Rangeeli Mahal, founded in 1996, is one of the main centers of Jagadguru Kripalu Parishat, is located at Shri Radharani's eternal abode, Barsana. In describing the glory of Barsana dham, Jagadguru Shri Kripalu Ji Maharaj had said that within this Barsana dham resides the divine Barsana dham. In Rangeeli Mahal, there is a large satsang hall with depictions of Shri Radha Krishna's pastimes all around the hall. There are also beautifully landscaped gardens, waterfalls and other attractions.

A temple named Kirti Mandir has been established by Jagadguru Shri Kripalu Ji Maharaj on a 12,000 square feet area in Barsana.

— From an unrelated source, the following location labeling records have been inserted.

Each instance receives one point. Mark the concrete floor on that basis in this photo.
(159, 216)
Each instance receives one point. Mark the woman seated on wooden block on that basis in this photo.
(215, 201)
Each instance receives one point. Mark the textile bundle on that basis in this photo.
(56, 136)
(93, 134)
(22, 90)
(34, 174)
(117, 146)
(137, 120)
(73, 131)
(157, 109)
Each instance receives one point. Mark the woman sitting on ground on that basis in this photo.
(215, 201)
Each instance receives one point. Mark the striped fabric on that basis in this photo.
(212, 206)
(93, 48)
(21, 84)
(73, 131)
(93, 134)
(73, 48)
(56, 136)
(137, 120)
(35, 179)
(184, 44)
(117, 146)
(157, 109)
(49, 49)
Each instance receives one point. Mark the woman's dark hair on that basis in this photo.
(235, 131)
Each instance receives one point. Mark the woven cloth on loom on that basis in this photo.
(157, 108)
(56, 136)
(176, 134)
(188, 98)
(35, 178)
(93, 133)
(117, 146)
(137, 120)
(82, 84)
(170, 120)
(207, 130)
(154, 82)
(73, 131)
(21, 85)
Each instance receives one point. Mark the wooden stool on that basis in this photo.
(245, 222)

This temple has been named after Shri Radharani's mother, Kirti Maiya. Visitors will have the unique darshan of baby Radha sitting in her mother's lap which will be the only kind found in this world.

A free charitable hospital has also been run in Barsana since 14 January 2007 serving patients from neighbouring villages as well as from far away places in Braj.

Events

Janmashtami
Radhastami

Kirti Mandir
Kitri Mandir is a temple in Barsana. This temple is the only one of its kind in the whole world as it is a temple of the Hindu deity Kirti who was the mother of Shri Radha. This temple was inaugurated on 10 February 2019 on the auspicious occasion of Vasant Panchmi. This temple is having a deity of baby Radha in mother Kirti's lap. This temple was envisioned by Jagadguru Shri Kripalu Ji Maharaj.